# Introduction

This project sets out to analyze the affects that Covid-19 had on the Taxi industry in New York City, New York.

Covid-19 had tremendous impact on every aspect of society and much of the restrictions that were put into place directly impacted the way Taxis could operate.

### Background Information
The Covid-19 pandemic began on March 11th of 2020 and continued for a substantial portion of the next 3 years. For the first year lockdowns, mask restrictions, limiting the number of people in places, and other limitations were placed on the United States. These restrictions would seem to have a logical impact on the NYC Taxi market but how sever was that impact? [(Here is a link to the CDC's timeline)](https://www.cdc.gov/museum/timeline/covid19.html)

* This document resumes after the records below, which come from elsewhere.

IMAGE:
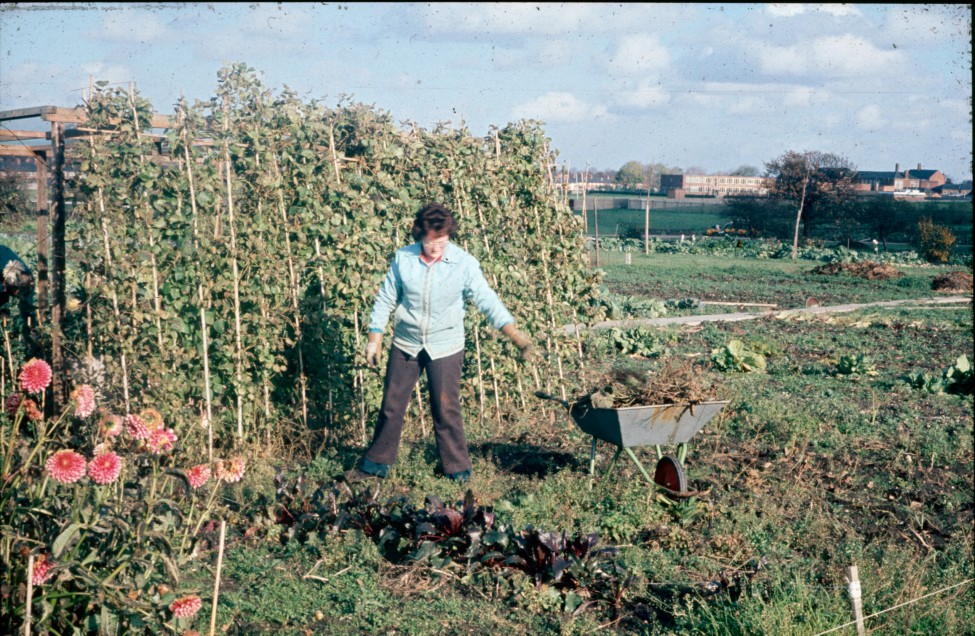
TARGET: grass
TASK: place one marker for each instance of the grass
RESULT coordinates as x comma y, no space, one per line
786,283
806,472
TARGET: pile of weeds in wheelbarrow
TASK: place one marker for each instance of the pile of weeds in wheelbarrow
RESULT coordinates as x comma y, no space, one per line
675,381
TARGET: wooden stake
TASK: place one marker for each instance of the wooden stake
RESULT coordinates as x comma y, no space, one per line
239,352
853,580
206,375
216,579
28,610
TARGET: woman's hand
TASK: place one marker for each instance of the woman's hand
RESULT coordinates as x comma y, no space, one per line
519,339
374,349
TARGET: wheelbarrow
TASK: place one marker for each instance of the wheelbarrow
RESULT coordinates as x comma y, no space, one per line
653,425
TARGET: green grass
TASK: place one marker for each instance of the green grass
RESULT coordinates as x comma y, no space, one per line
806,473
667,221
783,282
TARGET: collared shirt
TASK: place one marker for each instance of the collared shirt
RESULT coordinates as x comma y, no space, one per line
429,301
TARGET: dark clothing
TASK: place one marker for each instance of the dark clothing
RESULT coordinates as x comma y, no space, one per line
443,375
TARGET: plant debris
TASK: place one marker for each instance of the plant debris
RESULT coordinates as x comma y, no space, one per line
865,269
952,282
677,381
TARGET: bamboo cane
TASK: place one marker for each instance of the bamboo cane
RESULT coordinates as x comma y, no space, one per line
239,352
497,399
100,196
293,282
147,210
28,609
216,579
208,394
321,285
362,386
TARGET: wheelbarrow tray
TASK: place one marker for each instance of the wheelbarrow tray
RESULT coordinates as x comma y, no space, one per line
658,424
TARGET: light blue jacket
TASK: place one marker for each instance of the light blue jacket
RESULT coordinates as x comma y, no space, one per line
429,301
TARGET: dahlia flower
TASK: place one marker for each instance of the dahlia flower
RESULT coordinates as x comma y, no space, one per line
135,427
84,400
35,376
198,475
231,470
152,418
66,466
105,468
12,403
33,412
186,606
161,440
110,425
42,570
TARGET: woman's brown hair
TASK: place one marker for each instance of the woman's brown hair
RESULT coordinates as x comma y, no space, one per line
436,218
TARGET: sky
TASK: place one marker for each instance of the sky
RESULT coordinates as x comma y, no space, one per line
712,86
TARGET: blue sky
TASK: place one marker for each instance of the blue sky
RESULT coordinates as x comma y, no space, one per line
707,85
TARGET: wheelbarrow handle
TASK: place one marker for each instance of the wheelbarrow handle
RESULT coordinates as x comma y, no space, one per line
546,396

*This project will attempt to answer the following questions:*

* Did the average passenger count go up or down during the pandemic compared to years before 2020.
* Did the payment method for rides change during and after the pandemic?
* How was the average fare cost per ride affected?
* How did the pandemic affect the average trip distance?
* Was tipping affected by the pandemic?


## Methodology

Taxi data was taken from the [(NYC Taxi & Limousine Commission)](https://www.nyc.gov/site/tlc/about/tlc-trip-record-data.page) and the Covid data was taken from the [(CDC)](https://data.cdc.gov/Case-Surveillance/United-States-COVID-19-Cases-and-Deaths-by-State-o/9mfq-cb36). For definitions of terms in the Taxi data, please see the `data_dictionary_trip_records_yellow.pdf` in the assets folder.

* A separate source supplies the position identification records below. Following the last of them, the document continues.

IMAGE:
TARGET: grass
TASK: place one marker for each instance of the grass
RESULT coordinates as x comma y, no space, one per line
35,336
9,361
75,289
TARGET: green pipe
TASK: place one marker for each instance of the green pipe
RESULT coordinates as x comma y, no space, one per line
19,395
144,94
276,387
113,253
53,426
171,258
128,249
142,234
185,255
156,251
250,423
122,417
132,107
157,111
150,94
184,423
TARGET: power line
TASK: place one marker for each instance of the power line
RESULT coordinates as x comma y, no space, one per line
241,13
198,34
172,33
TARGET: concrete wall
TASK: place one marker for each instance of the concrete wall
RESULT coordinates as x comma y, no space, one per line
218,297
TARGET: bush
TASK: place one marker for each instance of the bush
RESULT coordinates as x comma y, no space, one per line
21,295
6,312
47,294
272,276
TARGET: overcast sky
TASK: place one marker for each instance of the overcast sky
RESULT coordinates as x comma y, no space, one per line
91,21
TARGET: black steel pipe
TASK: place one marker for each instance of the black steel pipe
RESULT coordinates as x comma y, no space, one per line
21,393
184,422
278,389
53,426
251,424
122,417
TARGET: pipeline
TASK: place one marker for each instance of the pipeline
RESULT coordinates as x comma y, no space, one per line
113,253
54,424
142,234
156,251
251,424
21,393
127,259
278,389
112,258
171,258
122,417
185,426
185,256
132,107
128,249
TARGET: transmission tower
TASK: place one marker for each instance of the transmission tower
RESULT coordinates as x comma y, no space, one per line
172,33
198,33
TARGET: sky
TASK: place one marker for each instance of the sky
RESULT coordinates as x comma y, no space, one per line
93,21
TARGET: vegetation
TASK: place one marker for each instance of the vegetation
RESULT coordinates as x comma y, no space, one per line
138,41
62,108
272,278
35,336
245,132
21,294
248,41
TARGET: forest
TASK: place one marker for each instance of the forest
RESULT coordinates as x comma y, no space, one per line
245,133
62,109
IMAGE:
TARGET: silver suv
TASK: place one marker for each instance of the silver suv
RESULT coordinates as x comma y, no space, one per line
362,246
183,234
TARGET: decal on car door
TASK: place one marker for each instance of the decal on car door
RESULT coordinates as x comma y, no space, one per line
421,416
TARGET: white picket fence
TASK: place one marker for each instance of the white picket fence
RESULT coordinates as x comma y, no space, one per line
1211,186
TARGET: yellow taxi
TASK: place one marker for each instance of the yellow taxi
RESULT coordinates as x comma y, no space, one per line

The Taxi data exists originally in .parquet files that contain a month's worth of trip data. This was compiled into two .csv files, `overall_data.csv` and `sample.csv`. The `overall_data.csv` file is what was used in the analysis below. It was not uploaded here due to its size and GitHub's size restrictions. `sample.csv` has been provided within the assets folder. This is a much smaller data set compiled from the same .parquet files but in a more manageable size for this to be ran for testing purposes and by others. If you would like to run this on a full data set like `overall_data.csv`, you will need to gather the .parquet files from the NYC link above and run `taxi_csv_create.ipynb`. 


## Results

### 1. Import Libraries

In [None]:
import pandas as pd
import numpy as np
import matplotlib.pyplot as plt
import matplotlib as mpl
import geopandas as gpd
import folium as fol

### 2. Import and clean the Taxi and Covid Data

In [None]:
overall_data = pd.read_csv('assets/overall_data.csv')

In [None]:
overall_data["pickup_datetime"] = pd.to_datetime(overall_data['pickup_datetime'])
overall_data['dropoff_datetime'] = pd.to_datetime(overall_data['dropoff_datetime'])

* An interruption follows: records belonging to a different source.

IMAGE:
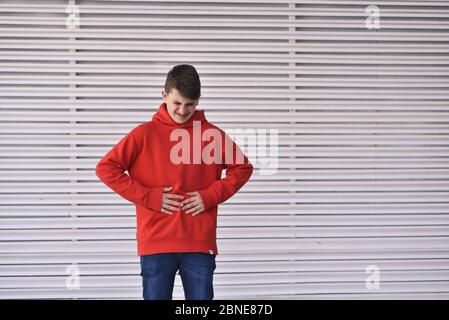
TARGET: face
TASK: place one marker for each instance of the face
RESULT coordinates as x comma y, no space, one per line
179,108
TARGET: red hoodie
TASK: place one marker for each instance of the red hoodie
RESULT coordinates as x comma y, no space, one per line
145,153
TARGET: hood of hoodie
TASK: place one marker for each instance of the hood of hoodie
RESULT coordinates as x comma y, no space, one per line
164,118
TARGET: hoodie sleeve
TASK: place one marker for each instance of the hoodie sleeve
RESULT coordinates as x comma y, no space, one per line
237,174
111,170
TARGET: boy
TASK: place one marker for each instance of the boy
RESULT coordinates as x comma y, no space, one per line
174,165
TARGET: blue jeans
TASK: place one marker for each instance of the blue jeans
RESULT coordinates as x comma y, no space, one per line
196,269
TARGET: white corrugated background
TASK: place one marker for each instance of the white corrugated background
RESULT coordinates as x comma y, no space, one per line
363,120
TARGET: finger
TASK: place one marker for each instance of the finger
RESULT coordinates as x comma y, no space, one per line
173,195
166,212
169,207
193,209
197,212
189,200
190,205
176,203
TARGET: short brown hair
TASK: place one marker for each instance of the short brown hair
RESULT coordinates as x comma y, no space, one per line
185,79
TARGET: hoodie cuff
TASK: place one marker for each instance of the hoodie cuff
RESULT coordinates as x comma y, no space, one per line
154,198
208,199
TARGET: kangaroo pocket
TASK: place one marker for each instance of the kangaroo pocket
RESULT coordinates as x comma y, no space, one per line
200,228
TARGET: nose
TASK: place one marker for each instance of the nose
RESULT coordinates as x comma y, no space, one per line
183,111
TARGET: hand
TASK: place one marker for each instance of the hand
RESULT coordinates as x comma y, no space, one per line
167,203
194,204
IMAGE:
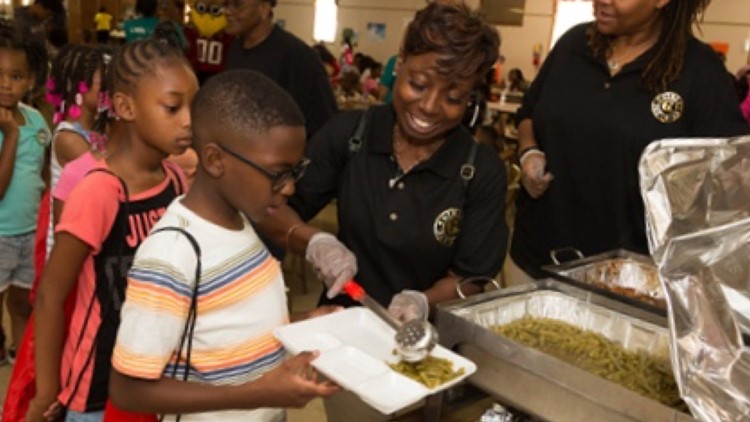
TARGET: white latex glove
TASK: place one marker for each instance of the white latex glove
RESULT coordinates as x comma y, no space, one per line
334,263
409,305
533,175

We need to remove inaccurate trip data from the dataframe

In [None]:
drop_list = (list(np.where(overall_data['trip_distance'] > 100)))

In [None]:
for i in drop_list:
    overall_data.drop(i, inplace=True)

In [None]:
covid_df  = pd.read_csv('assets/covidreportsbystate.csv')

In [None]:
covid_df['submission_date'] = pd.to_datetime(covid_df['submission_date'])
covid_df['created_at'] = pd.to_datetime(covid_df['created_at'])

In [None]:
covid_df.drop(columns=['consent_cases', 'consent_deaths', 'prob_cases', 'new_case', 'pnew_case', 'prob_death', 'new_death', 'pnew_death', 'conf_cases', 'conf_death'], inplace=True)

In [None]:
covid_df['year'] = covid_df['submission_date'].dt.year

### 3. Explore the Data

#### Question 1: Did the average passenger count go up or down during the pandemic compared to years before 2020.

##### Plot 1: Average Passenger Count by Year

In [None]:
#create a graph of the average number of passengers per ride per year rounded to two decimal places
passenger_count = overall_data.groupby('year')['passenger_count'].mean()
passenger_count.plot(kind='bar', ylabel="Passengers", title='Average Passenger Count by Year', color='blue')

#calculate the average number of passengers per ride per year in 2019 and 2020
passenger_count_2019 = overall_data[overall_data['year'] == 2019]['passenger_count'].mean()
passenger_count_2020 = overall_data[overall_data['year'] == 2020]['passenger_count'].mean()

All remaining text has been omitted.